Изменить размер шрифта - +
Захочет она – я завтра же мертва буду.

Далята стиснул зубы. Он не мог ни принять поражение, ни предложить выход. С Толкун-Бабой, вооруженной пестом дубовым да помелом погребальным, он тягаться не мог.

– Яра! – К ним подошла Карислава, встревоженная этой тихой беседой. – Полно! Тебе пора.

– Да будет с тобой удача! – Яра бросила посох наземь, потянулась, взяла Даляту обеими руками за голову и поцеловала в лоб.

Он успел ощутить тепло ее лица, вдохнул запах ее дыхания. В груди как будто плавился кусок железа. Это был поцелуй той любви, что вдыхает в кровь счастье-долю, и Далята вдруг ощутил, что обладает ими.

– Ступай! – напутствовала его Яра. – Спасайте себя, а дальше боги путь укажут.

Сейчас Далята чувствовал себя таким сильным, что не дрогнул бы, окажись перед ним вся дружина Святослава. При такой силе потерять то, что всего дороже, казалось глупым. Но… вся эта сила понадобится ему и другим древлянам, чтобы просто уйти с Горины живыми.

Карислава подошла и встала рядом с Ярой. Теперь он опять видел перед собой их двух, таких похожих – мать и дочь, две ветки одного древа. И это помогло ему осознать: эта дева – не его. Еще не его… уже не его… уже опять не его… Ее держит род, крепкий, как этот серый камень.

Далята перевел взгляд на Перунов камень и задержался на нем. Камень принял его душу. Эту связь не разорвать. Теперь камень Хотимиричей будет питать его силой, а потом, рано или поздно, все равно приведет сюда.
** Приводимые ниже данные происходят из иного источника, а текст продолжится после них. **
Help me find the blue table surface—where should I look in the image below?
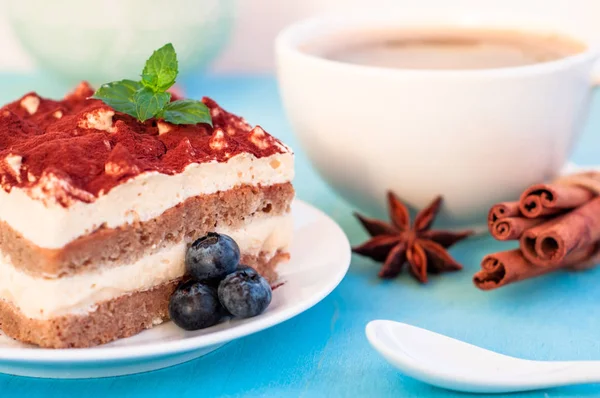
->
[0,75,600,398]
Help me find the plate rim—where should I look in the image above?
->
[0,198,351,363]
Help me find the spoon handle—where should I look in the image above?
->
[525,361,600,387]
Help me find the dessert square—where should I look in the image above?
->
[0,83,294,347]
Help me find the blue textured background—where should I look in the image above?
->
[0,76,600,397]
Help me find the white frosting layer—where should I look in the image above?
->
[0,214,293,319]
[0,153,294,249]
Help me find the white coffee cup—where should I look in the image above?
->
[276,15,599,227]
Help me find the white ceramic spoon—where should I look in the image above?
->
[366,320,600,393]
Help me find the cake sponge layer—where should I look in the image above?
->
[0,252,289,348]
[0,183,294,278]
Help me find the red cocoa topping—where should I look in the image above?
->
[0,82,289,207]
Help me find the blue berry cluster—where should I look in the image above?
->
[169,232,272,330]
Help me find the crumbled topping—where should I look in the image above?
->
[21,95,40,115]
[248,126,269,149]
[156,121,172,135]
[4,154,23,182]
[0,83,289,207]
[65,82,94,101]
[208,128,227,151]
[77,108,115,132]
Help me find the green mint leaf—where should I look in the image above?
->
[92,80,142,117]
[161,99,212,126]
[142,43,178,91]
[133,87,171,122]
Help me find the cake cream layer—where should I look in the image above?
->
[0,153,294,249]
[0,214,293,319]
[0,183,294,278]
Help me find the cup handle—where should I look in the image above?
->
[591,61,600,88]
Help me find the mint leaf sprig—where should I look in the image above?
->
[92,43,212,126]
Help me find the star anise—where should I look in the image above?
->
[352,192,473,283]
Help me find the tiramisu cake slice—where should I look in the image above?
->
[0,83,294,347]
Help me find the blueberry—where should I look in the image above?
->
[169,281,224,330]
[219,267,271,318]
[185,232,240,281]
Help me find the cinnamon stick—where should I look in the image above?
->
[490,217,547,240]
[473,244,600,290]
[519,183,595,218]
[488,202,521,228]
[520,197,600,267]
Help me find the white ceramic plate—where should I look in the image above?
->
[0,201,350,378]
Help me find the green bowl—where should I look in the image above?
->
[7,0,235,85]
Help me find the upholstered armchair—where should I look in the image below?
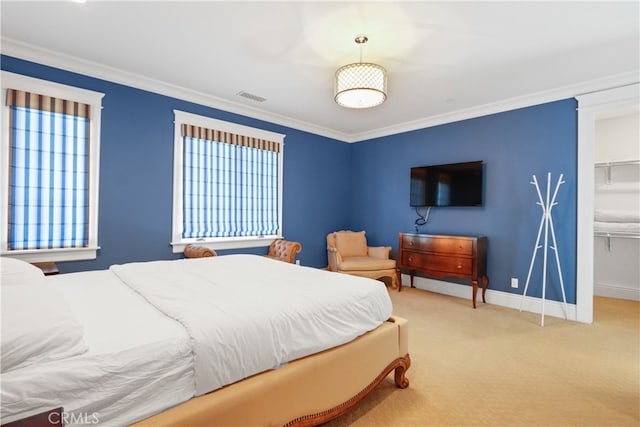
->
[327,231,398,288]
[184,245,218,258]
[266,239,302,264]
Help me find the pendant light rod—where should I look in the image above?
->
[334,34,387,108]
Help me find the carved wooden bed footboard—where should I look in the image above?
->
[134,317,411,427]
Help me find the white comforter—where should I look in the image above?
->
[111,255,392,395]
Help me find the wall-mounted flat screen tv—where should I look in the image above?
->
[410,160,484,207]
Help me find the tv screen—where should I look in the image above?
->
[410,160,484,207]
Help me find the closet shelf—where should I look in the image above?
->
[594,160,640,184]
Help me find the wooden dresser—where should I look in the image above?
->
[397,233,489,308]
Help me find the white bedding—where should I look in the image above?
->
[594,209,640,223]
[593,221,640,235]
[111,255,392,395]
[0,270,194,426]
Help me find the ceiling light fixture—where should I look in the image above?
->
[334,34,387,108]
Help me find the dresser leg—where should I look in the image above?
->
[482,276,489,304]
[471,280,478,308]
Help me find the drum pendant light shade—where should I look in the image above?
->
[334,36,387,108]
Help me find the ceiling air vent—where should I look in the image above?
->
[236,90,267,102]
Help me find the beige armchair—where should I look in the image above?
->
[266,239,302,264]
[327,231,398,289]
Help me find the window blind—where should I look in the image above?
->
[181,125,280,238]
[7,89,91,250]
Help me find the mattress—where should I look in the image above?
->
[1,270,194,426]
[111,254,392,395]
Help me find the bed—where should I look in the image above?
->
[1,255,411,426]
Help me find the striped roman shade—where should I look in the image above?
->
[181,125,280,238]
[7,89,91,250]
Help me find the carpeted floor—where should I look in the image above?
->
[326,288,640,427]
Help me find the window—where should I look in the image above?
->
[0,72,103,262]
[171,111,284,252]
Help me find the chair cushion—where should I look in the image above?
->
[340,256,396,271]
[335,231,367,258]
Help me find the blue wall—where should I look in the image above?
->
[1,56,577,302]
[349,100,577,303]
[1,56,350,272]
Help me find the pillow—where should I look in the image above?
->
[336,231,367,258]
[0,257,44,286]
[0,281,88,372]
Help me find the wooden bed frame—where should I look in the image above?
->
[133,317,411,427]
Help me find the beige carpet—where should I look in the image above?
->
[326,288,640,427]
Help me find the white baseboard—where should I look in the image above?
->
[402,274,576,320]
[593,282,640,301]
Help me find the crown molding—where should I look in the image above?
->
[0,37,349,142]
[0,38,640,143]
[348,70,640,142]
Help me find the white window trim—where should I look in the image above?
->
[171,110,286,253]
[0,71,104,262]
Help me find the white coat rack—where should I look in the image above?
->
[520,172,568,327]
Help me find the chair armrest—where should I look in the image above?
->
[327,246,342,271]
[367,246,391,259]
Молча поклонившись обеим женщинам, Далята пошел с поляны прочь. Перед ним стояло лицо Яры: она была и возле него, и внутри него, он вдыхал и выдыхал ее с каждым вздохом. И одновременно он напряженным взглядом обшаривал будущее, отыскивал дальний край их разлуки. Он снова увидит ее, когда… когда же?

Берега не было. Разлука лежала впереди бескрайним морем. Как беспредельна сама Навь. Но так же бескрайняя решимость Даляты дождаться новой встречи. Обрести, завоевать, вырвать эту встречу у судьбы. Даже если идти придется через тридевять земель.

Он не думал, что только в сказаниях те «три пары черевьев железных» изнашиваются в один миг…

 

* * *

В последний раз перед прибытием к Хотимирлю князья киевские с дружиной остановились не близ Кокуриной веси, а за пару поприщ до нее. Причин тому несколько. Первая лежала у всех на виду – в низине у реки приметили баню каких-то местных хозяев. Сама весь стояла поодаль и с воды была не видна, а баню Святослав при прошлом своем походе пощадил, чтобы не терять время ради такой мелочи. Теперь на лугу поставили стан, нарезали в лесу ветвей на веники, благо на макушке лета выбор имелся богатый – и деревья в листве, и травы в силе. Эльгин отрок, Зимец, приволок ей целую охапку смородиновых ветвей, особенно ею любимых для бани – нашел заросли у ручья. Баню истопили, княгиня со служанками, Святослав с отроками, бояре и дружинные старшины по очереди сходили помыться, чтобы предстать перед дреговичской знатью в самом достойном виде. Заняли этим всю ночь, пренебрегая запретом мыться после захода солнца, – но, видно, даже баенный устрашился трехсотенной русской рати и не показывался.

Вторая причина была тайной, и знал о ней только воевода Мистина, княгиня и еще двое-трое ближайших к ним людей. Ради этой причины Мистина долго не ложился спать. Эльга тоже сидела на резной скамеечке у костра; от волнения ей не спалось.

Со времен отъезда из Киева в Плеснеск княгиня провела на покое лишь несколько дней – три дня у Етона и шесть дней – в Киеве, пока готовили все нужное для второго похода на Хотимирль. Проведя более десяти дней в седле, после краткой передышки она вновь пустилась в путь, уже на лодье. Да и та передышка была таковой лишь на словах: с утра до ночи княгиня была в делах и разъездах.